Selon ce dernier, cette visite de la reine fait partie des dernières effectuées par des personnalités, si on excepte le pape Jean-Paul II en 1984 et celle du général Charles de Gaulle en 1967.

«Il y a eu plusieurs visites de personnages importants, rappelle M. Roy. Lord Durham s’est arrêté à Trois-Rivières entre les deux insurrections (les rébellions des patriotes en 1837 et en 1838). On a eu ici des gens qui avaient des ambitions sur la couronne de France: le comte de Paris, le duc d’Orléans. La visite de la reine est une visite qu’on peut appeler symbolique. Dans la mesure où la monarchie est un concept un peu creux, ça a eu moins d’impact que quand le général de Gaulle est venu parler de l’ambiance de la libération et a couronné sa tournée à Montréal en disant: "Vive le Québec libre". Il y avait un impact certain sur les consciences et dans l’actualité. Il y avait une intervention à caractère politique.»

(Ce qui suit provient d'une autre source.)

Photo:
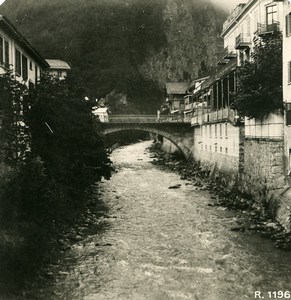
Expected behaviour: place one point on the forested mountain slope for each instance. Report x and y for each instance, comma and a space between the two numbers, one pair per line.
131, 46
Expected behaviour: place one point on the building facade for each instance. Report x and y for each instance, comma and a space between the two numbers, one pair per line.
18, 56
58, 68
248, 151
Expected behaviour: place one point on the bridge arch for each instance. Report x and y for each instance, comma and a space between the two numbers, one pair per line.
175, 138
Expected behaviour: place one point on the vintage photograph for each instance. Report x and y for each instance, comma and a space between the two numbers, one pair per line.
145, 149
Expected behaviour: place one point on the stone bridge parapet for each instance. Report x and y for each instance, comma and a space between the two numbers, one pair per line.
172, 128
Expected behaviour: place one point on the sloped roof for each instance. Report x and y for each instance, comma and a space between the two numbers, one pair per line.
176, 87
10, 29
58, 64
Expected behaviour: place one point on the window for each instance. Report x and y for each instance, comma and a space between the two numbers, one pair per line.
271, 14
17, 62
288, 24
36, 73
24, 68
7, 54
4, 52
1, 50
289, 72
31, 85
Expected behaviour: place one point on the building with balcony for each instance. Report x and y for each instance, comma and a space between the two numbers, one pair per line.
17, 55
231, 143
175, 96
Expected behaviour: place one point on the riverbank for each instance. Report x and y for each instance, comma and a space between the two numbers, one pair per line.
253, 220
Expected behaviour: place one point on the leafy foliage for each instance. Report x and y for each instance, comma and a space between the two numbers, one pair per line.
15, 135
259, 89
131, 46
51, 144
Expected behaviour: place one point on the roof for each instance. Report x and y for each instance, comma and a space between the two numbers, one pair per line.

Élisabeth II n’a plus visité Trois-Rivières depuis. À vrai dire, ces tournées en sol québécois ont été rares. Elle est à Québec en 1964, en pleine effervescence du mouvement nationaliste québécois. Le 10 octobre, policiers et manifestants s’affrontent devant l’Assemblée nationale en plein cœur d’un discours prononcé par la souveraine. C’est le samedi de la matraque.

La reine Élisabeth II est à Montréal en 1967 afin de visiter l’Exposition universelle et y revient en juillet 1976 afin d’inaugurer les Jeux olympiques. Le dernier passage d’Élisabeth II en territoire québécois remonte à octobre 1987. Elle est depuis revenue au Canada, mais en contournant le Québec.

Une courte visite soulignée en grand

La visite d’Élisabeth II en 1959 est un événement qui sort de l’ordinaire pour Trois-Rivières. La capitale de la Mauricie avait reçu son père, le roi George VI en 1939. Vingt ans plus tard, cette visite sera soulignée à grand trait, notamment par Le Nouvelliste qui en fait une couverture importante durant les jours ayant précédé et ayant suivi la visite du 24 juin 1959.

Plusieurs articles seront publiés sur le sujet, notamment l’horaire complet de la visite royale qui dure environ une heure. Le Nouvelliste publie l’intégralité de l’allocution de bienvenue du maire Laurent Paradis.

«Votre Majesté est témoin de la fierté et de la joie émue de toute notre population, et même de la région, réunie en ce lieu pour souhaiter la plus sincère comme la plus respectueuse bienvenue à notre admirée souveraine, ainsi qu’à son digne époux. Cette terre est ouverte à la civilisation depuis 1535 quand Jacques Cartier en prit possession au nom du Roi de France. Même si notre ville a la réputation d’être la plus française du monde, avec une population de plus de 96 % originaire des provinces de France, nous sommes heureux de pouvoir vous dire, Madame, que vous n’en trouverez peut-être pas de plus fidèle et de plus profondément dévouée à Votre Majesté», déclare M. Paradis, maire de Trois-Rivières de 1955 à 1960.

Dans un style d’écriture qui trahit son époque, un article fait référence au présent offert à Élisabeth II et qui est «partiellement fabriqué de bouleau, l’arbre divin des Peaux-Rouges». En fait, Trois-Rivières remet à la reine un livre portant sur les faits saillants de son histoire. «Chaque page intérieure sera une feuille de la mystérieuse écorce de bouleau sur laquelle seront rappelés l’époque des Indiens et les exploits des coureurs de bois de Trois-Rivières», publie Le Nouvelliste dans son édition du 12 juin 1959.
La Ville de Trois-Rivières et des entreprises d’ici achètent de pleines pages de publicité dans

Le Nouvelliste afin de saluer l’arrivée de la reine et du prince Philip, duc d’Édimbourg. Les caméras de la station CKTM-TV sont sur place pour prendre des images de cette visite royale.